Этот эпизод в точности повторился и на Алехинском мемориале. В Ленинграде мне это стоило чемпионства, в Москве – дележа первого места. Правда, впредь таких проколов у Фурмана больше не было. Я ему сказал: «Семен Абрамович, надо выбирать: или бридж – или шахматы». Я уже был первой скрипкой, да и моральное право имел ставить так вопрос. Разумеется, он выбрал шахматы.
Какими бывают тренерские ночные «анализы», лучше всего видно из истории, которую любил рассказывать Петросян.
Это было в пятидесятых годах. Петросян отложил партию в ферзевом окончании, партию очень важную для его турнирного положения; одного взгляда на позицию было довольно, чтобы понять: доигрывание предстоит тяжелое. Усталый Петросян попросил своего тренера Лилиенталя внимательно посмотреть позиция и отправился спать. Утром он обнаружил у себя под дверью записку следующего содержания: «Дорогой сыночку! – писал Андре Арнольдович. – Ферзевый эндшпиль бывают разные финтифлюшка. Тегеранчик, не зевни!»
Как бы там ни было, мы с Фурманом все лучше притирались друг к другу, наша работа двигалась, и это было видно по результатам: играя во все более сильных турнирах, я неизменно оказывался в числе победителей. И вот победа в ленинградском межзональном – трудная, мучительная, но принесшая много и спортивного и творческого удовлетворения, – которую я разделил вместе с Корчным. Конечно, я надеялся в этом турнире победить, но не загадывал и уж тем более не гадал, что при этом почувствую. Я сражался яростно, не видя никого, кроме очередного соперника, я не думал о том, что будет дальше, – и вдруг лязг мечей прекратился, воцарилась непривычная, какая-то особенная тишина. Словно очнувшись, я посмотрел по сторонам и увидал, что стою высоко-высоко. Еще вчера я был вон там, далеко внизу, в шахматной толпе, а сегодня я стою совсем близко от вершины. Я поднял голову – до вершины было рукой подать. Всего три ступени: чертветьфинал, полуфинал и финал. И потом – Фишер. Великий и непостижимый.

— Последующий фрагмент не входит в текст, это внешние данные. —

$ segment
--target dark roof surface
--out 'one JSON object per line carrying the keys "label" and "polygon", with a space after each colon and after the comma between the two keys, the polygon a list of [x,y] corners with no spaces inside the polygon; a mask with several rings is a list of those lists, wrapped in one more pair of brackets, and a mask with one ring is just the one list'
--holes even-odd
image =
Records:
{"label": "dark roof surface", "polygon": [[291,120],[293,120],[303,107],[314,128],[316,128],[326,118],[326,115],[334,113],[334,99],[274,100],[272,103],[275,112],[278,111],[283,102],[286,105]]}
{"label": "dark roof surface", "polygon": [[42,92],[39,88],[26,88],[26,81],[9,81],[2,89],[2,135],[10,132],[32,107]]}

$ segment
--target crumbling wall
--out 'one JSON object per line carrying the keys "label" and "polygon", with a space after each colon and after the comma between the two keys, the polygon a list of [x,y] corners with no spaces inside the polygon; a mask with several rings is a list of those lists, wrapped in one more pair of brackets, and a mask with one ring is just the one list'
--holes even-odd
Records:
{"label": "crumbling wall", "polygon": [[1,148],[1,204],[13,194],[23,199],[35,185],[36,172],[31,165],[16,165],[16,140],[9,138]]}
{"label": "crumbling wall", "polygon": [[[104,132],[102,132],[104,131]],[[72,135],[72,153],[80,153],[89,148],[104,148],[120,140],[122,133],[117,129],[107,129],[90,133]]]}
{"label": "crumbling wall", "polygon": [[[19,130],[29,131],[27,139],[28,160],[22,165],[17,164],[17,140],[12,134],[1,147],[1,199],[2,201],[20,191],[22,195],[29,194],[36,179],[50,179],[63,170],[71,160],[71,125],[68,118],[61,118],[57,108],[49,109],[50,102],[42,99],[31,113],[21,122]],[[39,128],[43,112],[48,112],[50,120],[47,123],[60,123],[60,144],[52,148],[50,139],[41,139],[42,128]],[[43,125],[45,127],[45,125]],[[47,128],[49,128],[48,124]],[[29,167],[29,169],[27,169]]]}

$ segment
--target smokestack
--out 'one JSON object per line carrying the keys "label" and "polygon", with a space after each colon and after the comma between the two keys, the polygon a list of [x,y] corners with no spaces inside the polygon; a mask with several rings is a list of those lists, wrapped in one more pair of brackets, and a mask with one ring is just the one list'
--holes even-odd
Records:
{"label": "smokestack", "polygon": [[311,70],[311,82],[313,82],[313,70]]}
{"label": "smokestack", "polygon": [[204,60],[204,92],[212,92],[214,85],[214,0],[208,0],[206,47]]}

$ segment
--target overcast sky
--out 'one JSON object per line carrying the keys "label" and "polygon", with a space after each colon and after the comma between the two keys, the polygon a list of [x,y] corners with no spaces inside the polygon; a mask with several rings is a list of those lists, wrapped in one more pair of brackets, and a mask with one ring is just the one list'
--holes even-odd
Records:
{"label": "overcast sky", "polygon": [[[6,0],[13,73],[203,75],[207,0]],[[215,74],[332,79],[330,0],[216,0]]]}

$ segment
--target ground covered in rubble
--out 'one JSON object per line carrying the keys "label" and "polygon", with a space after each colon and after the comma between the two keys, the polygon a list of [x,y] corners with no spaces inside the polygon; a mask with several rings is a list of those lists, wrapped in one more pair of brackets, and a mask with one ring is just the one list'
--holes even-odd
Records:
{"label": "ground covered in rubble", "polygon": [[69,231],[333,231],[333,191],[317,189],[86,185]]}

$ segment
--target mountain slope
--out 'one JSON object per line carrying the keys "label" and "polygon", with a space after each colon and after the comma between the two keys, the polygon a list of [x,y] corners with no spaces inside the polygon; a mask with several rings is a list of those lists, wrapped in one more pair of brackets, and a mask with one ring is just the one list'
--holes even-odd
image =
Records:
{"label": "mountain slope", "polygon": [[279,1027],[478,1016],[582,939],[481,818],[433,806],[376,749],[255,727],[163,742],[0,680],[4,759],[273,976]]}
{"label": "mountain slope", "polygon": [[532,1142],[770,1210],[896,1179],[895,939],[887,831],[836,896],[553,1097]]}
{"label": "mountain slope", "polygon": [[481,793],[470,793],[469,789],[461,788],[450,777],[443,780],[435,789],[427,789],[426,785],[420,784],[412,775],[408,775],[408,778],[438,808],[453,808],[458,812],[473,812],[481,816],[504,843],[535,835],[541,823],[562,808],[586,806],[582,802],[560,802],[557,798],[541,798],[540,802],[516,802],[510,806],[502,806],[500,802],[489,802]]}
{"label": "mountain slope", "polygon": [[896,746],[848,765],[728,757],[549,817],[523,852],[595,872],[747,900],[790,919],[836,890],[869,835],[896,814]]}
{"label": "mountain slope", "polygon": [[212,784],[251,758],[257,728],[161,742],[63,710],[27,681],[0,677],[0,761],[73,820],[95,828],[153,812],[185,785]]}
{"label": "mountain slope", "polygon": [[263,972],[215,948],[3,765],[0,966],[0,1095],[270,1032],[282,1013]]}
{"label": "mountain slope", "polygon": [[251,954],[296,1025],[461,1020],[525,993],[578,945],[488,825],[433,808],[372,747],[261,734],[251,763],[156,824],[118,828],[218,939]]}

Три ступени, всего три, но я знал, как они неимоверно трудны, и не обольщался на свой счет. На сколько хватит сил – на столько и поднимусь. Большего не загадывал.
Чтобы взойти на первую ступень, нужно было победить Полугаевского.
Это большой шахматист, и он столько успел в шахматах еще до нашей встречи, что я понимал: если подходить к матчу, как к борьбе фигур на черно-белых полях, – у меня немного шансов его победить. Но в шахматы играют люди. Значит, интуиция, темперамент, характер, воля во время борьбы имеют такой же вес, как знания, умелость и опыт. И я очень рассчитывал, что мои бойцовские качества, по крайней мере, уравняют наши шансы.